While the media is a widely loathed institution, for reasons both compelling and asinine, few sensible people believe that the solution is less of it.
This merger solution, for all its faults, would provide the flicker of light in this dark that all those in media are seeking, something which could get banks lending and boards approving hires. It does require a substantive change in the structure of this industry. Given that the Commerce Commission – whose recent decisions appear more antiquated and bloody-minded by the day – is unwilling to let any kind of private sector consolidation happen, then maybe government consolidation is the best way through.
Yet the problem-solving it does for commercial media is ultimately less important than the upside it contains for the country and its democracy. A combined government mega-media agency would help paper over one another’s cracks, and create a kind of rebooted NZBC, one which could safeguard New Zealand against some of the chill political winds blowing around the world.

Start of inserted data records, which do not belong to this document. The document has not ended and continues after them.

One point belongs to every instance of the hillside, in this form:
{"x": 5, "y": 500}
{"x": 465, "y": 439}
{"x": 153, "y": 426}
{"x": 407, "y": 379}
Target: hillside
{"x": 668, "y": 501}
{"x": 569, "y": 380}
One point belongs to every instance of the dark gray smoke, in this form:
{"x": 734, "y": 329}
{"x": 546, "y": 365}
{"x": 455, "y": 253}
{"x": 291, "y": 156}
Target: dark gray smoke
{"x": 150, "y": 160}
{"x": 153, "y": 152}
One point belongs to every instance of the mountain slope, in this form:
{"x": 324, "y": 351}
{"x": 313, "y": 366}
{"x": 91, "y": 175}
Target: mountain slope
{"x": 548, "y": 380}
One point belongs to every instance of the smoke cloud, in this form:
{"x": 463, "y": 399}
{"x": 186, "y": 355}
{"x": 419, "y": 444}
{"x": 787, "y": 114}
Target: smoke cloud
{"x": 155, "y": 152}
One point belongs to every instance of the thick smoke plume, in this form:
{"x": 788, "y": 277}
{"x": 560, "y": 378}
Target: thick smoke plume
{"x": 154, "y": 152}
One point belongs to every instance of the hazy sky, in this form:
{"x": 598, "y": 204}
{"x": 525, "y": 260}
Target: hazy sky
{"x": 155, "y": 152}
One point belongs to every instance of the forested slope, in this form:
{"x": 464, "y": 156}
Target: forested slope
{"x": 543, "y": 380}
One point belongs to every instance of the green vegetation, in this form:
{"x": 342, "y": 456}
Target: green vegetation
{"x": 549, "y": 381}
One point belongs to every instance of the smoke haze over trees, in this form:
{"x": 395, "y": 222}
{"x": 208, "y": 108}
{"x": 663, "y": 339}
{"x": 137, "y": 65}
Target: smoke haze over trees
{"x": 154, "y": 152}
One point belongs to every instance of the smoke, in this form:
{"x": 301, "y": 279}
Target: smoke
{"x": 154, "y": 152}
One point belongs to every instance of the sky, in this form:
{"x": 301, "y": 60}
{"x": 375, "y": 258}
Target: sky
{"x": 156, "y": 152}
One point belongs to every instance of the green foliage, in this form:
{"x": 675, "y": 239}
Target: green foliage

Keeping it independent, free and without favour would not be that arduous – as Crawford wrote, we already have that with the state-funded judiciary.
It could address the media and political disengagement of minorities in a sustained and organised way, and if well-run would easily outperform its spend. More than that, it would create something which develops talent, expresses our diversity and reflects our culture and nature along the way. Which takes the best of all three organisations and makes something, bright, new and fit for the future.
One way or another, there’s big news coming out of the media sector. A rebooted NZBC might be the best the public and industry could hope for.